Figures de l’ombre #3 : Rencontre avec Aurélien DAUGE, distributeur

Aurélien distributeur

Par Simon CHEVALIER

Cet été, partez à la découverte de ces professionnels du cinéma qui, à l’ombre des réalisateurs et acteurs, mettent leur talent au service de la fiction française. Nouvel épisode avec Aurélien DAUGE de Sophie DULAC Distribution.

Quelles sont les spécificités de ton métier et pourquoi as-tu eu envie de l’exercer?

La spécificité du métier de distributeur est d’être le dernier maillon entre le film fini et la salle où le film sera projeté. C’est un maillon essentiel et trop souvent méconnu du grand public. Ce rôle de passeur, de mise en valeur d’un film sur lequel des centaines de personnes ont déjà travaillé, souvent depuis plusieurs années, est ce qui me passionne dans ce métier. Nous sommes à la fois tournés vers le public et vers les exploitants des salles de cinéma avec un même but : faire connaître nos films et leur donner envie de les voir, ou de les programmer.

Quels sont tes pires et meilleurs souvenirs professionnels?

En réalité, chaque sortie de film est une longue aventure faite de souvenirs variés, de tensions, de coups de gueule et d’éclats de rire. Et comme il y a plus d’échecs que de succès, il y a aussi des déceptions parfois… J’ai tendance à garder en tête les meilleurs souvenirs. Parfois, il se passe quelque chose de magique dans la carrière d’un film. C’était le cas avec L’Arnacoeur de Pascal CHAUMEIL quand j’ai travaillé chez Universal. Là, le film devient un phénomène qui nous enchante tout en nous échappant un peu.

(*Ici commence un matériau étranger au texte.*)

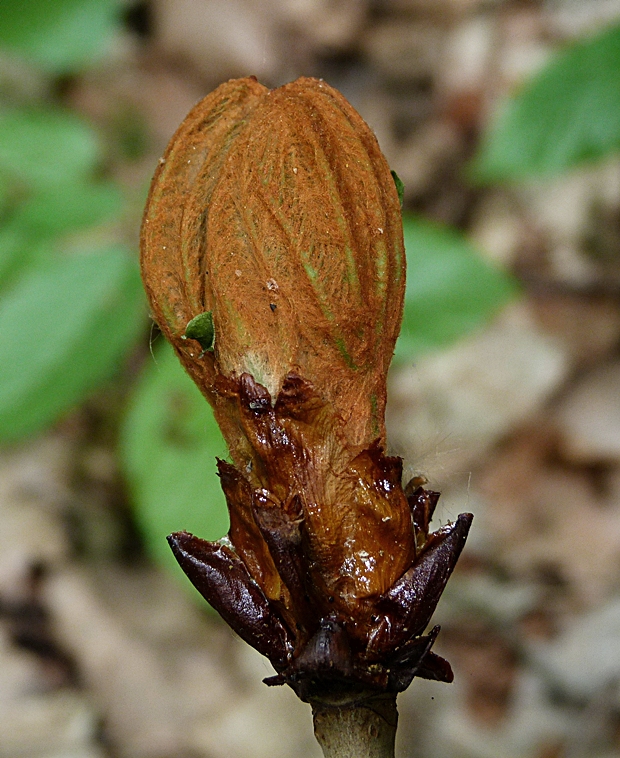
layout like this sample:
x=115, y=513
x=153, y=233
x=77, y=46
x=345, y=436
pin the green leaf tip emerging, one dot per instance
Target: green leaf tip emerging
x=400, y=187
x=200, y=328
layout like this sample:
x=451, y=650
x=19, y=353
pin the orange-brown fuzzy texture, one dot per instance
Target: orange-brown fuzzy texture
x=276, y=211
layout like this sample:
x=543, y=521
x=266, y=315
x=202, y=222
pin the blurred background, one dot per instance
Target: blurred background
x=502, y=119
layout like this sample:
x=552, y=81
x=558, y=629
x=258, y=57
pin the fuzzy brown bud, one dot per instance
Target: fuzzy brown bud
x=272, y=254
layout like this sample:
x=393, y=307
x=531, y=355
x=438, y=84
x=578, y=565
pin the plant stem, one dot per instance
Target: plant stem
x=356, y=729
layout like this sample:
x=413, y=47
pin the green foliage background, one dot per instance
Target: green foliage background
x=72, y=311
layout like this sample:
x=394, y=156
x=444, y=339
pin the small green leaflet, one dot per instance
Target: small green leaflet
x=201, y=329
x=400, y=187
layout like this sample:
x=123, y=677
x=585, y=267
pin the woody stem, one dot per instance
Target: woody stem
x=356, y=729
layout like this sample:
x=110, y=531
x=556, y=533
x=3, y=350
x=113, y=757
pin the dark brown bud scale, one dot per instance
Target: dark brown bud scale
x=273, y=229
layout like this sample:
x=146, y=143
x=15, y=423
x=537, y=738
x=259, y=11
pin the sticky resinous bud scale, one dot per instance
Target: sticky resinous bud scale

Cette année, tu as travaillé à la distribution de Fleur de Tonnerre de Stéphanie PILLONCA. Que peux-tu nous en dire?

Fleur de Tonnerre est un premier film. En soit, c’est déjà un argument pour aller le découvrir en salles, dans la mesure où il se dégage de ce film une esthétique singulière qui mérite d’être découverte. C’est aussi l’adaptation du roman éponyme à succès de Jean TEULE, lui-même inspiré d’une histoire vraie, celle d’Hélène JEGADO, la plus grande empoisonneuse que la France ait connu. Si on ajoute à ça un beau casting composé de Déborah FRANCOIS, Benjamin BIOLAY, Jonathan ZACCAI, Christophe MIOSSEC… on se dit que le film s’est fait facilement. Or, ce n’est pas le cas. Le projet a eu du mal à se monter et a même été sauvé des eaux, si j’ose dire, par un donateur inattendu, Dany BOON. Bien qu’éloigné de ses comédies, ce projet lui a plu, sans doute parce qu’il propose quelque chose d’un peu différent de ce qu’on voit sur les écrans chaque semaine. Soutenir ce film d’époque ancré dans la Bretagne du 19e siècle, c’était envoyer à la profession un message qui encouragera, je l’espère, la production d’autres films audacieux.